When I’m finished, my chest is tight. I’m drowning in the shame of it, and in the futile wish I had something better to offermy mate than a half-life, burdened by debt. A life I don’t want for myself and could never ask her to accept in a partner.
“So that’s your reason?” Seren asks, with a terrible tenderness and understanding in her voice that makes me want to crawl out of my skin. “Why didn’t you just say so?”

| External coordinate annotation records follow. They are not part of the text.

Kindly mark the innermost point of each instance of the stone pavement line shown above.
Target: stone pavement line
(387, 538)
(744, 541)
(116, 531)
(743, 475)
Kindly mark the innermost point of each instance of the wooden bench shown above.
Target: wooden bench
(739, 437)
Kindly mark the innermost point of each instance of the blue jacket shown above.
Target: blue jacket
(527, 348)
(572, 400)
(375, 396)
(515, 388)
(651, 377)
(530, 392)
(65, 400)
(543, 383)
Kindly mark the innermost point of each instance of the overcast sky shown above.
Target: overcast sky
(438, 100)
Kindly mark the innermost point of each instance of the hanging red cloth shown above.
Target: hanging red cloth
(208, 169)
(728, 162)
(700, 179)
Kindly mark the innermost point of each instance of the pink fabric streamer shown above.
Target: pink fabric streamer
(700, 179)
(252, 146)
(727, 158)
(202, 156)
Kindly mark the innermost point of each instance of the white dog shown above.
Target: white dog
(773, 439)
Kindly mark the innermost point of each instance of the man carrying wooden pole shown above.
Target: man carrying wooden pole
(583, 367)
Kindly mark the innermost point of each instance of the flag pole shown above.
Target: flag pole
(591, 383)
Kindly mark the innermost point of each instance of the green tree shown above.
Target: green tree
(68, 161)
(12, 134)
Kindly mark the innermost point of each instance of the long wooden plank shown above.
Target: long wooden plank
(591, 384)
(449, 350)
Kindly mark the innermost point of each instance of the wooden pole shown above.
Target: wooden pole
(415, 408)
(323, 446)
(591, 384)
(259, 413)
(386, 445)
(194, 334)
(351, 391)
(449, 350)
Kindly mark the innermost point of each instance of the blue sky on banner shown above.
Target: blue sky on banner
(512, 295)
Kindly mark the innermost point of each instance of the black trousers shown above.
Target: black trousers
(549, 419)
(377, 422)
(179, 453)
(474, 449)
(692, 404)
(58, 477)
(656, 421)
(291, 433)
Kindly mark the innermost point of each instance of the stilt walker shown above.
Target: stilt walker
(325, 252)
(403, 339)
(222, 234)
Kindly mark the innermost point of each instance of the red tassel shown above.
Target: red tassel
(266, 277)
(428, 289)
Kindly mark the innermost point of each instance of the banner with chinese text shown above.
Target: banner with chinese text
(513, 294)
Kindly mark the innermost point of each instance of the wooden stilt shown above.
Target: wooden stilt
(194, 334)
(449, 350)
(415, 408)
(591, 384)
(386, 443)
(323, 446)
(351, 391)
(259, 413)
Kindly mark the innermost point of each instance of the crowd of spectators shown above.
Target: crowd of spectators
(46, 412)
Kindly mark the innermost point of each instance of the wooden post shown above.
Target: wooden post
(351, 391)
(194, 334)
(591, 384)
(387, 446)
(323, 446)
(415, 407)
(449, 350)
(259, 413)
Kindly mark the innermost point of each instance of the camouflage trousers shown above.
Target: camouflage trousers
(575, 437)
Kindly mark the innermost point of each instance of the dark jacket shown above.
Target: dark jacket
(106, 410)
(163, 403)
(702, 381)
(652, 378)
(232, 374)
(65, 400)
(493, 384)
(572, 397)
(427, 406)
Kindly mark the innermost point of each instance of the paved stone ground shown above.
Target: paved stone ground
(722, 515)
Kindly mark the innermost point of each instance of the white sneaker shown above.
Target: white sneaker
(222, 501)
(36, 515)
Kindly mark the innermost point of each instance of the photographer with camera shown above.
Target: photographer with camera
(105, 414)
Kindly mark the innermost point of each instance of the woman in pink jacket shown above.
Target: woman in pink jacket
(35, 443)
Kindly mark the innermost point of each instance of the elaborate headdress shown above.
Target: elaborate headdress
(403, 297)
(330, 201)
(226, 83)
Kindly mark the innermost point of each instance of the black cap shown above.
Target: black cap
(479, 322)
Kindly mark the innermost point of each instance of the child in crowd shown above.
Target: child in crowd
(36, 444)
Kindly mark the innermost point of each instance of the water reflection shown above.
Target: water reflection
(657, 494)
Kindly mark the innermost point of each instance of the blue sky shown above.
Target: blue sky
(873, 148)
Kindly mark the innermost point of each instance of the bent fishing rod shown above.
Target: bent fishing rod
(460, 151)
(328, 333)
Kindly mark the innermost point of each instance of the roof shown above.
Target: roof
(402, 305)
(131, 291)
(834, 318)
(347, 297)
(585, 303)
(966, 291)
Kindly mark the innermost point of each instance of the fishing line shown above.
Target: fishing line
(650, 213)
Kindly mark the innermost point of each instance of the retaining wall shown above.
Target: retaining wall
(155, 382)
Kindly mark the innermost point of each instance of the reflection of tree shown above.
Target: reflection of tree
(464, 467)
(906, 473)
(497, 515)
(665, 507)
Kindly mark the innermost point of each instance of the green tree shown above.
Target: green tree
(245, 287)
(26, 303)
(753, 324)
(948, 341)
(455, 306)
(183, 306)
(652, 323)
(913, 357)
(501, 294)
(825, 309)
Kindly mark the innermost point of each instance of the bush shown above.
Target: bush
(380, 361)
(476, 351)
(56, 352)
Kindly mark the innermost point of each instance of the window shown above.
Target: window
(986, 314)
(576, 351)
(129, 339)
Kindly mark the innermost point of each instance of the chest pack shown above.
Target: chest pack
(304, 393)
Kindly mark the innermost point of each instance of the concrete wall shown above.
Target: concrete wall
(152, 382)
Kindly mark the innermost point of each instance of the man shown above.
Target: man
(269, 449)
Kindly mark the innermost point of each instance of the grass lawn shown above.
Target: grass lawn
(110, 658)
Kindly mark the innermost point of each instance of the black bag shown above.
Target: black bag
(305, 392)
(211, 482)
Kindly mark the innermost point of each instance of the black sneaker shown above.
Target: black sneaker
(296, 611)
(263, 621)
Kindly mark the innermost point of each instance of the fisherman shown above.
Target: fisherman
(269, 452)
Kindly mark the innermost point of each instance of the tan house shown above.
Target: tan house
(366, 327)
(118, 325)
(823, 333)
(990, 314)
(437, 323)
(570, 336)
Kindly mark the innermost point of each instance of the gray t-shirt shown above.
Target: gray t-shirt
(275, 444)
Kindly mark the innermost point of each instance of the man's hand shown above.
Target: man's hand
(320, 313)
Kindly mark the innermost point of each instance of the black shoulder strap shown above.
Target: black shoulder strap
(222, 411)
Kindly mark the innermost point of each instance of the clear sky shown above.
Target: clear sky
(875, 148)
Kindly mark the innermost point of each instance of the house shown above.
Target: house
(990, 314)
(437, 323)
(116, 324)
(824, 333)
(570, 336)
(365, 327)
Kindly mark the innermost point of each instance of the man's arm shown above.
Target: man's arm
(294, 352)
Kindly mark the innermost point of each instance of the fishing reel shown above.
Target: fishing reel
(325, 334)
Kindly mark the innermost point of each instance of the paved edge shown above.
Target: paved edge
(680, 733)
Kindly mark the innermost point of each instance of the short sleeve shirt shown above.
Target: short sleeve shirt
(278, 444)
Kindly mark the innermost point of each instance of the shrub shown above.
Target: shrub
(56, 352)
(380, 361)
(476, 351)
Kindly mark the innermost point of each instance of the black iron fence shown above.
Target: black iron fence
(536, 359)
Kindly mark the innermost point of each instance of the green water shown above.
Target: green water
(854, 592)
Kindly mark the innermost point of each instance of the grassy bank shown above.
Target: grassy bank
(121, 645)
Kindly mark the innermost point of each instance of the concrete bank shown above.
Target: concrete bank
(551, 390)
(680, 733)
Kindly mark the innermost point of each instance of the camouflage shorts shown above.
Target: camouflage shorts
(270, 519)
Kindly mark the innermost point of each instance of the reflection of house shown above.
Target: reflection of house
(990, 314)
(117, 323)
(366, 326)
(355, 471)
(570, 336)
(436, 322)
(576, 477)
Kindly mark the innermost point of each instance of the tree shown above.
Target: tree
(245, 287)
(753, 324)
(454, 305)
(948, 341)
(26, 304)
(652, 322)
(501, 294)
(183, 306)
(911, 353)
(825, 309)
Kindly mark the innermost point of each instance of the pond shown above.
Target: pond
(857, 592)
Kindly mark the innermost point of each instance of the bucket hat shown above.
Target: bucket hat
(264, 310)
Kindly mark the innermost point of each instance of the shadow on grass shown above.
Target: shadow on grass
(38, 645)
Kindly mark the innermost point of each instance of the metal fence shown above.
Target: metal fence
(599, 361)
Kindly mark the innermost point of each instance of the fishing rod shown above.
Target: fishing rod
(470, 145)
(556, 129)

“Don’t you understand?” Why doesn’t she understand, why isn’t she as disgusted with my failure as I am? “I’ve made a mess of it all. I’ve failed everyone, failed myself, entered into a contract that means I can’t be there for you how you need me to.”
“And all of that might be fixed after tomorrow,” Seren points out.
It might.
And we also might both lose our lives tomorrow. Or the queen might decide she’d rather have her lover trussed up and dragged back to her, no matter the cost to him.
Even if we succeed, it doesn’t erase the fact of my shame.
“None of it matters. Not the hunt. Not the bounty.”
It’s the truth. I may have initially entertained Pytri and his news about the hunt because the prize was so rich, but that’s not the reason I’m still here.
She must know that.
“But you entered the hunt,” she argues. “You went to that Goddess-forsaken realm to hear the queen’s challenge.”
I let out a harsh breath. “I wouldn’t have bothered going just for the sake of my debts.”
“Then why did you?”
I meet her eye and wait for her to puzzle out the truth of it for herself.
It takes one heartbeat, two, a handful more before her mouth falls open on a short, surprised inhale.
“Oh.”
“I went because you went, star. I went because I couldn’t bear the idea of you there alone, at any hunter’s mercy, with no one to look out for you.”
“You didn’t even know me then,” she protests.
“My soul knew yours.” It’s as honest an answer as I can give her.
Her eyes gleam briefly, but she buries whatever emotion is shining there and throws up her hands in frustration.
“I never asked you to.”
“I know.”
“So what am I supposed to do with that?” she asks, voice breaking on the question. “How am I supposed to make sense of it?”
“I went to Faerie because you’re my mate,” I concede. “I went because whatever magick and blessing of the Goddess that ties us together made it intolerable for me to imagine you there alone. All of that is true.”
She opens her mouth like she’s about to interrupt, but I press on, hoping she’ll give me time to explain.
“But now? Now that I’ve gotten to know you, now that we’ve spent this time together and I see what this magick really is, what it promises, what it means, there is nowhere I wouldn’t go. There is nothing I wouldn’t do to ensure your safety. You’re the other half of my soul, Seren, whether or not you feel it, too.”
Her eyes gleam again, and I make myself push through.
“I only wish it could be enough to make me worthy of you.”
She lets out her breath in a frustrated huff. “How about you let me decide what’s worthy of me and what’s not?”
I open my mouth to offer… well, I’m not really sure. More self-flagellation, probably. More reasons she should see me the way I see myself.